El Señor no quiere tenernos en duro trato para siempre. Debe llegar un día en que él levanta la disciplina y nos dice: «¡Ahora, vayan, llenen el mundo, mejor preparados, fortalecidos, más humildes de corazón, dependiendo de mí!», viviendo la vida corporativa, la realidad de Cristo, en comunión unos con otros, humillados ante el Señor, para que su Espíritu fluya.

«Recibiréis poder, cuando haya venido sobre vosotros el Espíritu Santo, y me seréis testigos en Jerusalén, en toda Judea, en Samaria, y hasta lo último de la tierra» (Hech. 1:8). El Espíritu fue dado para testificar. Porque el Espíritu Santo utilizará aun una pequeña palabra. Y la preciosa semilla que está en ti brotará en aquel que la reciba.

En estos días se nos ha dicho que somos siervos. Los siervos obedecen. «Id y predicad el evangelio». Las iglesias que se multiplicaban, llevaban poco tiempo; algunos tal vez tenían solo unos cuantos meses de convertidos. Pero si tienes el tesoro, esa riqueza se nota en tu rostro, porque tu boca se llenó de risa, porque grandes cosas ha hecho el Señor con nosotros, y entonces otros también querrán tener lo que tú tienes.

Fruto y aprobación

«Irá andando y llorando el que lleva la preciosa semilla». Lloramos porque no sembramos bien, o porque el fruto ha sido poco, comparado con el potencial que tiene. Andando y llorando, una y otra vez. Si tan solo nos disponemos, ¡qué cantidad de puertas abrirá el Señor! Si él te ve dispuesto, con el corazón lleno, él te utilizará y podrás hablar a quienes nunca pensaste hablar. «Mas volverá a venir con regocijo, trayendo sus gavillas». El siervo fiel va y siembra, y vuelve, lleno de gozo, trayendo su cosecha.

La figura aquí es muy hermosa, especialmente si vemos que  salimos a sembrar enviados por nuestro Señor Jesucristo, y cuando «volvemos», somos los siervos que volvemos a rendir cuentas ante él. ¿Cómo será aquel bendito día que tenemos por delante?

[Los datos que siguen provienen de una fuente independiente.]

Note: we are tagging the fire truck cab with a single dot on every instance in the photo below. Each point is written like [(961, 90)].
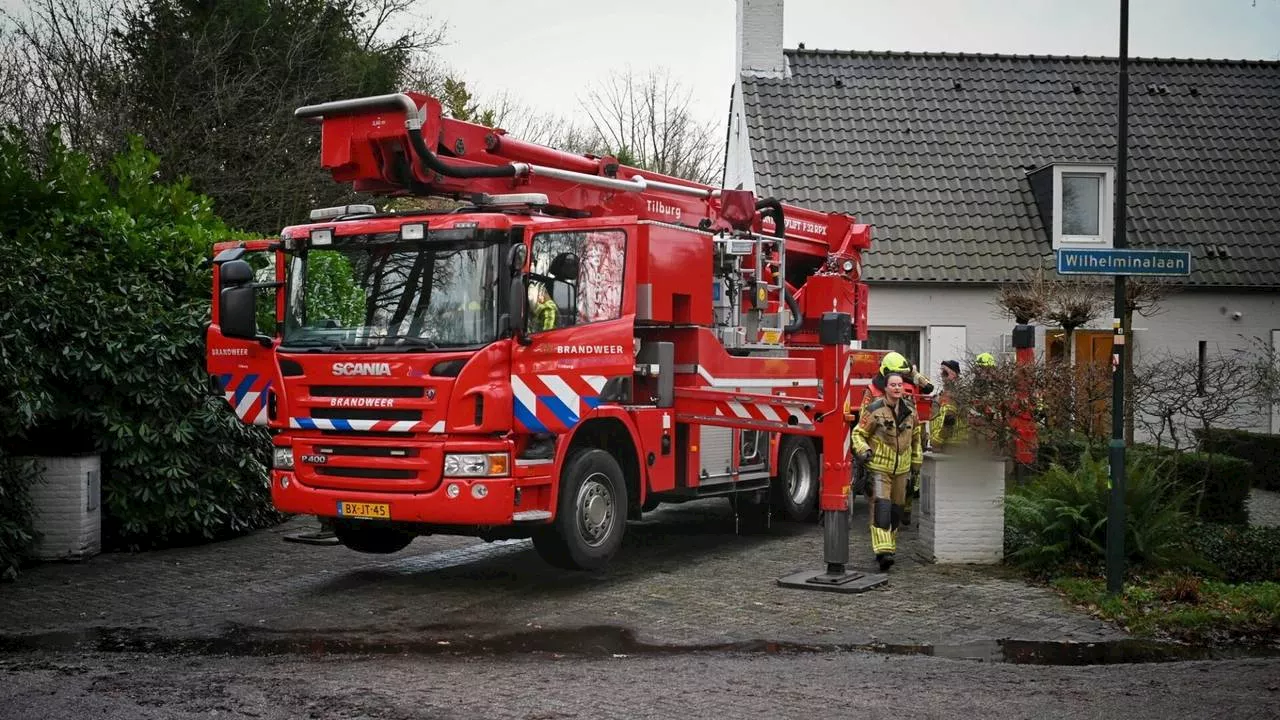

«Y llegando el que había recibido cinco talentos, trajo otros cinco talentos, diciendo: Señor, cinco talentos me entregaste; aquí tienes, he ganado otros cinco talentos sobre ellos» (Mat. 25:20). ¡Qué maravilloso! Fuimos llorando y sembrando, pero regresamos. Porque hay un día señalado, en el cual tú y yo vendremos ante nuestro Señor, y no queremos llegar con las manos vacías como aquel otro siervo negligente.

Si esto no nos quiebra, ¿qué nos quebrantará? ¿Cómo te presentarás delante del Señor? «Señor, tú me diste el evangelio de las inescrutables riquezas de Cristo, y yo lo creí. Tu palabra me traspasó, y yo me convertí. Y te amé y amé a los hermanos. Fui frágil, fui torpe, cometí muchos errores. Perdóname todo, pero aquí vengo, Señor. Aquí tienes lo tuyo».

Y el Señor nos dirá: «Bien, buen siervo y fiel». Amén.

Síntesis de un mensaje oral impartido en Rucacura (Chile), en enero de 2019.